Internet DRAFT - draft-ietf-urlreg-guide
draft-ietf-urlreg-guide
INTERNET-DRAFT Larry Masinter
<draft-ietf-urlreg-guide-05.txt> Harald T. Alvestrand
March 25, 1999 Dan Zigmond
Rich Petke
Guidelines for new URL Schemes
Status of this Memo
This document is an Internet-Draft and is in full conformance with
all provisions of Section 10 of RFC 2026. Internet-Drafts are
working documents of the Internet Engineering Task Force (IETF), its
areas, and its working groups. Note that other groups may also
distribute working documents as Internet-Drafts. Internet-Drafts
are draft documents valid for a maximum of six months and may be
updated, replaced, or obsoleted by other documents at any time. It
is inappropriate to use Internet-Drafts as reference material or to
cite them other than as "work in progress." The list of current
Internet-Drafts can be accessed at
http://www.ietf.org/ietf/1id-abstracts.txt The list of
Internet-Draft Shadow Directories can be accessed at
http://www.ietf.org/shadow.html.
Distribution of this memo is unlimited.
This Internet Draft expires September 25, 1999.
Copyright Notice
Copyright (C) The Internet Society (1999). All Rights Reserved.
Abstract
A Uniform Resource Locator (URL) is a compact string representation
of the location for a resource that is available via the Internet.
This document provides guidelines for the definition of new URL
schemes.
1. Introduction
A Uniform Resource Locator (URL) is a compact string representation
of the location for a resource that is available via the Internet.
RFC 2396 [1] defines the general syntax and semantics of URIs, and,
by inclusion, URLs. URLs are designated by including a "<scheme>:"
and then a "<scheme-specific-part>". Many URL schemes are already
defined.
This document provides guidelines for the definition of new URL
schemes, for consideration by those who are defining and
registering or evaluating those definitions.
The process by which new URL schemes are registered is defined in
RFC [URL-PROCESS] [2].
2. Guidelines for new URL schemes
Because new URL schemes potentially complicate client software, new
schemes must have demonstrable utility and operability, as well as
compatibility with existing URL schemes. This section elaborates
these criteria.
2.1 Syntactic compatibility
New URL schemes should follow the same syntactic conventions of
existing schemes when appropriate. If a URI scheme that has
embedded links in content accessed by that scheme does not share
syntax with a different scheme, the same content cannot be served up
under different schemes without rewriting the content. This can
already be a problem, and with future digital signature schemes,
rewriting may not even be possible. Deployment of other schemes in
the future could therefore become extremely difficult.

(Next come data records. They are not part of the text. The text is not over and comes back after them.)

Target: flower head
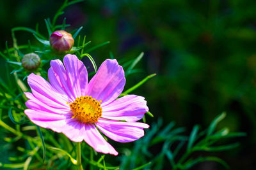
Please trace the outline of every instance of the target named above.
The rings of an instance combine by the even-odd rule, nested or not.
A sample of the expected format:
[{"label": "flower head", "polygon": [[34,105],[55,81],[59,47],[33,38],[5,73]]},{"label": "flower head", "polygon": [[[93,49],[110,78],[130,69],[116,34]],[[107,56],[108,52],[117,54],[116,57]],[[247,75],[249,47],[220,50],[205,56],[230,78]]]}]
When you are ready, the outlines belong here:
[{"label": "flower head", "polygon": [[32,71],[39,67],[41,60],[36,53],[29,53],[23,56],[21,64],[25,69]]},{"label": "flower head", "polygon": [[51,35],[50,43],[54,51],[59,53],[67,53],[72,48],[74,39],[71,34],[63,30],[60,30]]},{"label": "flower head", "polygon": [[148,125],[135,122],[148,111],[147,102],[135,95],[116,99],[125,83],[124,69],[116,60],[105,60],[89,83],[86,69],[76,55],[67,55],[63,61],[64,65],[60,60],[51,62],[50,83],[33,73],[28,77],[32,93],[25,93],[29,100],[24,112],[33,123],[115,155],[117,152],[99,131],[118,142],[144,136]]}]

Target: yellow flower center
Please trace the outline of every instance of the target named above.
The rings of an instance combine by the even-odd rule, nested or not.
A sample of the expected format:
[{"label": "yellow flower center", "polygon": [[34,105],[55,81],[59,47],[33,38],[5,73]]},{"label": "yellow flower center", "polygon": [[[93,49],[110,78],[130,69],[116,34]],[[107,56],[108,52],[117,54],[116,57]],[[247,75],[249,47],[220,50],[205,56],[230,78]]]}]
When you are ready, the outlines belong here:
[{"label": "yellow flower center", "polygon": [[84,123],[95,123],[102,115],[100,108],[101,101],[96,101],[92,96],[81,96],[72,103],[68,103],[73,112],[72,118],[76,118]]}]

2.1.1 Motivations for syntactic compatibility
Why should new URL schemes share as much of the generic URI syntax
(that makes sense to share) as possible? Consider the following:
o If fragment syntax isn't shared between two schemes, (e.g. "<a
href="#foo">"), you can't move individual completely self
referential documents between schemes without rewriting the
embedded references within the document. In the Web, the fragment
syntax is a property of the media type, and evaluated by the
client.
o If fragment syntax is not shared between different media types of
the same capability (e.g. HTML, XML, Word, or image types such as
GIF, JPEG, PNG) then you can't have a URI reference that can
evolve to superior media types as they become available, or even
likely work properly today with content negotiation.

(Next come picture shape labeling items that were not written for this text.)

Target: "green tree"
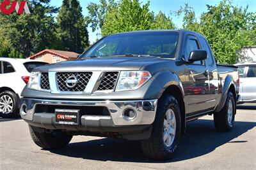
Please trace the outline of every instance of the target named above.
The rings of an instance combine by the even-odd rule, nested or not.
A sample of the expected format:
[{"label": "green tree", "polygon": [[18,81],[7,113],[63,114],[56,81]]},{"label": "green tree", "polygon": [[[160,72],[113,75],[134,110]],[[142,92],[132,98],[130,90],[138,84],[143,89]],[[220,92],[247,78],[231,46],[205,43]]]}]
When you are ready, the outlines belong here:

o If relative syntax (to the extent of understanding the URI is
relative, and what part of the URI string is relative) isn't
shared between two schemes, (e.g. "<a href="foo">"), you can't
move sets of documents that are internally self referential
between schemes without rewriting the embedded URIs.
o If the ".." syntax as a path component in relative URI's isn't
shared between schemes, you can't easily have sets of document
sets and refer to them between schemes without rewriting the
embedded references.
o If the "/" syntax (to the extent of understanding that the URI
refers to a path relative to the current naming authority, see
section 2.1.1) isn't shared, you can't have multiple sets of
documents easily be moved up or down in a relative hierarchy of
names and share a common set of documents between them, without
rewriting the content, shared either in that scheme or between
schemes. The best example is a site that has a common set of
GIF's, JPEG and PNG images, and you want to reorganize the site
changing the depth of a subtree from one depth to another, or
from one directory to another where the depth isn't the same.
o If naming authority syntax (e.g. what comes after "//" in most URL
schemes, see section 2.1.1) and relative path syntax is shared, to
the extent of understanding that the URI has a naming authority,
and what part of the URI string is the naming authority vs. path),
isn't shared between two schemes, you can't share identical name
spaces and serve them up via different schemes. (The naming
authority syntax is a property of the scheme). The fact that
HTTP, and FTP have the same syntax, for example, has often been
exploited by sites transitioning from ftp archive service to HTTP
archive service so that the URL's can be identical between schemes
except for the scheme; the same content can be served via two
schemes simultaneously.
2.1.2 Improper use of "//" following "<scheme>:"
Contrary to some examples set in past years, the use of double
slashes as the first component of the <scheme-specific-part> of a
URL is not simply an artistic indicator that what follows is a URL:
Double slashes are used ONLY when the syntax of the URL's
<scheme-specific-part> contains a hierarchical structure as
described in RFC 2396. In URLs from such schemes, the use of double
slashes indicates that what follows is the top hierarchical element
for a naming authority. (See section 3 of RFC 2396 for more
details.) URL schemes which do not contain a conformant
hierarchical structure in their <scheme-specific-part> should not
use double slashes following the "<scheme>:" string.
2.1.3 Compatibility with relative URLs
URL schemes should use the generic URL syntax if they are intended
to be used with relative URLs. A description of the allowed
relative forms should be included in the scheme's definition.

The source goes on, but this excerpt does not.